IOWA CITY, Iowa The judge overseeing the bankruptcy of an Iowa-based brokerage is facing an unusual decision about what to do with its remaining assets: Are customers whose highly regulated accounts were looted by the company founder more deserving, or are those whose accounts remained untouched even though they may have known they were less protected?
Customers who traded foreign currency through Peregrine Financial Group, Inc. say their money is sitting in bank accounts that can be traced directly to them - and they want it back. Yet seven months after the company collapsed when Chairman Russell Wasendorf Sr. confessed to a stunning fraud, they haven't received a dime. Other customers who traded commodities such as oil and corn have received up to 40 percent back - even though Wasendorf looted their accounts to expand his business empire and fund his lavish lifestyle.
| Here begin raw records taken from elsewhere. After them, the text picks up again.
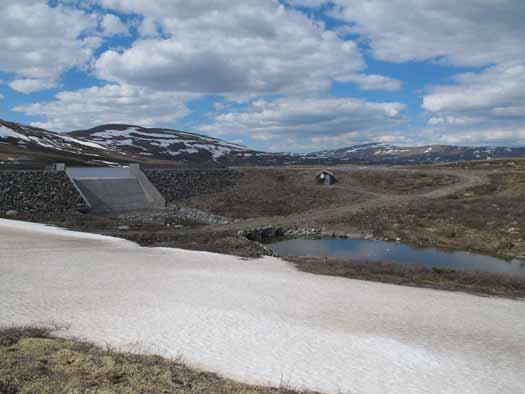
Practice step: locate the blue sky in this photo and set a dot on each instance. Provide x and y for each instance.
(288, 75)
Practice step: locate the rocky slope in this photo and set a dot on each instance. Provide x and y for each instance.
(120, 143)
(376, 153)
(21, 143)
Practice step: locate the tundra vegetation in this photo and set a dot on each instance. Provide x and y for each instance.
(32, 361)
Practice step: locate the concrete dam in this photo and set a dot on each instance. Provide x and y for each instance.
(116, 189)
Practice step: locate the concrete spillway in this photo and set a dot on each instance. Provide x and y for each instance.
(260, 321)
(116, 189)
(113, 194)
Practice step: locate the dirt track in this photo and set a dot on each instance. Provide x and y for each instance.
(465, 180)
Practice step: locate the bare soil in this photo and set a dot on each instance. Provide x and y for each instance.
(474, 206)
(32, 361)
(437, 278)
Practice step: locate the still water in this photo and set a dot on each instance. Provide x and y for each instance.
(396, 253)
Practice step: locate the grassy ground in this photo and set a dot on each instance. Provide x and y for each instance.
(487, 218)
(33, 362)
(442, 279)
(397, 182)
(285, 191)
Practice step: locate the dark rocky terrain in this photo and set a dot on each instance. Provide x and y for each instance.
(37, 192)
Wasendorf is expected to be sentenced Thursday to a lengthy prison term for embezzling up to $215 million that investors trusted with the Cedar Falls-based company, nicknamed PFGBest. But it could be months before customers learn how much they will be refunded - which observers say will likely be no more than 50 or 60 percent of their money and could be less for some.
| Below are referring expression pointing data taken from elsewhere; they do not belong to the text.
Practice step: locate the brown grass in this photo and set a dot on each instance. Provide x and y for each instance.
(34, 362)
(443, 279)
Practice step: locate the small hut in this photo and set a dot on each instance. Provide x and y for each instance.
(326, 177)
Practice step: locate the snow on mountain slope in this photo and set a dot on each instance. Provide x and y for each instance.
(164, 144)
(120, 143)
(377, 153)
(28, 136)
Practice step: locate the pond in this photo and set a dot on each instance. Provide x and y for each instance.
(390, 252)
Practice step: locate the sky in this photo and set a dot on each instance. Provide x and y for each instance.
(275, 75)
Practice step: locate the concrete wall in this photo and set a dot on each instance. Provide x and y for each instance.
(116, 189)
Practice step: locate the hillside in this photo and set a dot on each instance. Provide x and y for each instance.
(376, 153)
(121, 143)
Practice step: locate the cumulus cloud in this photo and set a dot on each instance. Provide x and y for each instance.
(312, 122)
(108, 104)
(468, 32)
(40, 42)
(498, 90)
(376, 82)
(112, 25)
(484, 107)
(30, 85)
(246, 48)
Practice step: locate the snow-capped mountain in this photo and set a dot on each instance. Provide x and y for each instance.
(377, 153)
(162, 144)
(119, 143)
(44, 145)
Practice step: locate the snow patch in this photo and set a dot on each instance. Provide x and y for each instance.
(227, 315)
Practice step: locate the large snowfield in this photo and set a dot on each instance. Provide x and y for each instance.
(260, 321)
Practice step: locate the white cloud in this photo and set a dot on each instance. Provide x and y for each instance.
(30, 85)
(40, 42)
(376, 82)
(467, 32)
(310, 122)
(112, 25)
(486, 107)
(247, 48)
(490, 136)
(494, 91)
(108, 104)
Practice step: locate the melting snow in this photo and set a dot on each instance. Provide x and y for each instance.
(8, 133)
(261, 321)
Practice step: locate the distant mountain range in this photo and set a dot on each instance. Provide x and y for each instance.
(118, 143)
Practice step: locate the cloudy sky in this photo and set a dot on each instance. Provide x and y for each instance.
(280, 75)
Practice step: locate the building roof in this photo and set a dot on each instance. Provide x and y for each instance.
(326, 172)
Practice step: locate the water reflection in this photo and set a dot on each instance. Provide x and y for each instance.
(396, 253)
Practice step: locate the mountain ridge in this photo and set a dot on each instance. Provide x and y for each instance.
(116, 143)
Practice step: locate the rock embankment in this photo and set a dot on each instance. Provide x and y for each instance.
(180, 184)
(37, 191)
The outcome will be decided by how U.S. Bankruptcy Judge Carol Doyle decides to treat different types of PFGBest customers. Should commodities investors - who were promised their funds would be protected and given priority in case of bankruptcy - get larger refunds than customers in the lightly-regulated foreign currency market, known as forex? Or should forex customers get all of their money back because it wasn't stolen?
Peregrine's bankruptcy trustee has so far given preference to commodities customers. In an initial distribution of funds last fall, customers that traded options and futures on regulated exchanges received 30 or 40 percent of their money back. Meanwhile, forex customers have not received anything because the trustee found their accounts were not "commodity contracts," which are given first priority for payouts when a brokerage goes bankrupt. The trustee has said that payouts for forex customers will be decided through the course of the case.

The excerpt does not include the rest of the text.